Step-by-Step Solution

1. TRANSLATE the problem information

• Given information:
  • Rectangle length: \(\mathrm{x}\) units
  • Rectangle width: \(\mathrm{(x - 15)}\) units
  • Rectangle area: \(\mathrm{76}\) square units
  • Need to find: value of \(\mathrm{x}\)

2. TRANSLATE the area relationship into an equation

• Using Area = length × width:
  Area = \(\mathrm{x(x - 15) = 76}\)
• This gives us the equation: \(\mathrm{x(x - 15) = 76}\)

3. SIMPLIFY by expanding and rearranging

• Expand the left side: \(\mathrm{x^2 - 15x = 76}\)
• Move all terms to one side: \(\mathrm{x^2 - 15x - 76 = 0}\)
• Now we have a quadratic equation in standard form

4. SIMPLIFY by factoring the quadratic

• We need two numbers that multiply to \(\mathrm{-76}\) and add to \(\mathrm{-15}\)
• Those numbers are \(\mathrm{-19}\) and \(\mathrm{+4}\): \(\mathrm{(-19)(4) = -76}\) and \(\mathrm{(-19) + 4 = -15}\)
• Factor: \(\mathrm{(x - 19)(x + 4) = 0}\)

5. INFER the solutions using zero product property

• If \(\mathrm{(x - 19)(x + 4) = 0}\), then either:
  • \(\mathrm{x - 19 = 0}\), so \(\mathrm{x = 19}\), or
  • \(\mathrm{x + 4 = 0}\), so \(\mathrm{x = -4}\)

6. APPLY CONSTRAINTS to select the valid answer

• Since \(\mathrm{x}\) represents length, it must be positive
• Therefore \(\mathrm{x = 19}\) (rejecting \(\mathrm{x = -4}\))

Answer: B. 19

Why Students Usually Falter on This Problem

Most Common Error Path:

Weak SIMPLIFY skill: Incorrectly factoring \(\mathrm{x^2 - 15x - 76 = 0}\)

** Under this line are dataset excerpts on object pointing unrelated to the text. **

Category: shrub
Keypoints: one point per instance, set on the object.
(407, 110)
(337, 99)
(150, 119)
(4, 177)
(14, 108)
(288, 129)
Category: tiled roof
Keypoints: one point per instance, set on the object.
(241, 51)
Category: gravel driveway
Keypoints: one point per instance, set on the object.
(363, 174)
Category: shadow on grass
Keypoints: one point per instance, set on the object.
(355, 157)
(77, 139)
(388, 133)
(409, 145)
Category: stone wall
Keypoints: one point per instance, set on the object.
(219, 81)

Students often struggle to find the correct factor pair for \(\mathrm{-76}\) that also adds to \(\mathrm{-15}\). They might try factors like \(\mathrm{(-38, 2)}\) or \(\mathrm{(-2, 38)}\), leading to incorrect factorizations such as \(\mathrm{(x - 38)(x + 2) = 0}\) or \(\mathrm{(x - 2)(x + 38) = 0}\). This produces wrong solutions that don't match any answer choices, causing confusion and guessing.

Second Most Common Error:

Conceptual confusion: Misidentifying what the question asks for

After correctly solving for \(\mathrm{x = 19}\), some students select Choice A (4) because they calculate the width as \(\mathrm{19 - 15 = 4}\) and mistakenly think this is what was asked. Others might select Choice D (76) by confusing the area value with the answer to "what is x?"

The Bottom Line:

This problem requires strong algebraic manipulation skills, particularly factoring quadratics. The key challenge is systematically finding the correct factor pair while keeping track of what quantity the question actually asks for.